"Die Recherche": Gleichberechtigung heute:Zerstört Emanzipation die Erotik?

"Die Recherche": Gleichberechtigung heute: Mann, wenn du zum Weibe gehst, vergiss den Besen besser - total unsexy.

Mann, wenn du zum Weibe gehst, vergiss den Besen besser - total unsexy.

Wie viel Gleichberechtigung verträgt unser Sexleben? Studien zeigen: Weniger, als den meisten Paaren lieb sein kann.

Von Violetta Simon

Die Frage, wer den Müll rausbringt, die Kinder betreut und die Kohle nach Hause bringt, ist lange geklärt: beide. Das ist gut so - sagen Soziologen. Wegen der Augenhöhe in einer Beziehung. Studien belegen, dass bei gleichberechtigter Aufgabenverteilung alltägliche Reibereien abnehmen und die Qualität der Partnerschaft steigt. Zugleich ist es aber auch schlecht - sagen Sexualwissenschaftler. Weil die Lust auf Gleichberechtigung die Lust aufeinander schwinden lässt.

Soziologinnen der American Sociological Association haben in einer Studie den Zusammenhang zwischen der Rollenverteilung in einer Partnerschaft und dem Sexleben untersucht. Das Ergebnis: Paare mit traditioneller Aufgabenverteilung haben in der Tat häufiger Sex im Vergleich zu jenen, die sich gleichberechtigt auch "typisch weibliche" Aufgaben teilen.

Das liegt wohl kaum daran, dass Männer keine Zeit mehr fürs Liebesspiel haben, nach dem Motto: "Jetzt nicht, Schatz, ich muss erst noch deine Blusen bügeln!" Vielmehr scheint sich die Gleichberechtigung - obwohl positiv für die Partnerschaft - negativ auf die Libido auszuwirken: "Je weniger Unterschied zwischen den Geschlechtern, desto weniger sexuelles Begehren", schreibt die Soziologin Julie Brines in der Studie.

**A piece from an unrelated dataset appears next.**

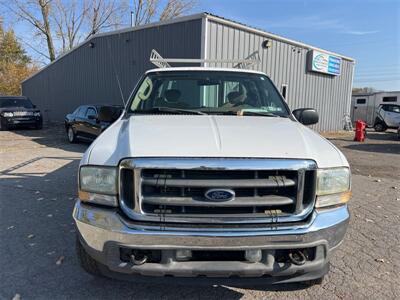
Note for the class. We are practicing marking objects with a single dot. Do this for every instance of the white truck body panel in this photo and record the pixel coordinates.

Je traditioneller die Arbeitsaufteilung, desto mehr Sex

Diese Beobachtung machte auch die Paartherapeutin Lori Gottlieb, Autorin des US-Bestsellers "Marry Him", in ihren Untersuchungen. In einem Artikel in der New York Times schreibt die 49-Jährige, dass die befragten Frauen den Grad ihrer sexuellen Befriedigung umso höher einstufen, je traditioneller die Arbeitsaufteilung in ihrer Partnerschaft ist.

"Egal, wie oft der Mann die Spüle schrubbt oder im Supermarkt einkauft, egal wie gut Mann und Frau miteinander kommunizieren oder wie feinfühlig sie aufeinander eingehen, die Frau wird ihren Mann deswegen nicht sexuell anziehender finden", schreibt Gottlieb, "auch wenn sie sich ihm nahe und glücklicher denn je fühlt."

Schon tragisch. Da bemüht sich der moderne Mann seit Jahren um die Aktivierung seiner Soft Skills. Unterdrückt sein vermeintlich frauenfeindliches "Neandertaler-Ich" zugunsten der Gleichberechtigung. Holt die Kinder von der Krippe ab. Faltet das Altpapier. Reinigt das Ceranfeld mit einem speziellen Schaber. Synchronisiert seine Bürotermine mit dem Familienkalender. Teilt sich Elternabende, Ausgeh-Abende und Hausarbeit gerecht mit seiner Frau. Nimmt sich zurück im Bett und versucht, sie nicht zu bedrängen. Achtet darauf, dass sie auf ihre Kosten kommt. Und dann bekommt er genau das aufs Brot geschmiert: zu angepasst, um anzutörnen.

"Wie viel Gleichberechtigung brauchen wir noch?" Diese Frage hat unsere Leser in der elften Runde des Projekts Die Recherche am meisten interessiert. Dieser Beitrag ist Teil eines Dossiers, das sie beantworten soll. Alle Texte zur aktuellen Recherche finden Sie hier. Mehr zum Projekt finden Sie hier.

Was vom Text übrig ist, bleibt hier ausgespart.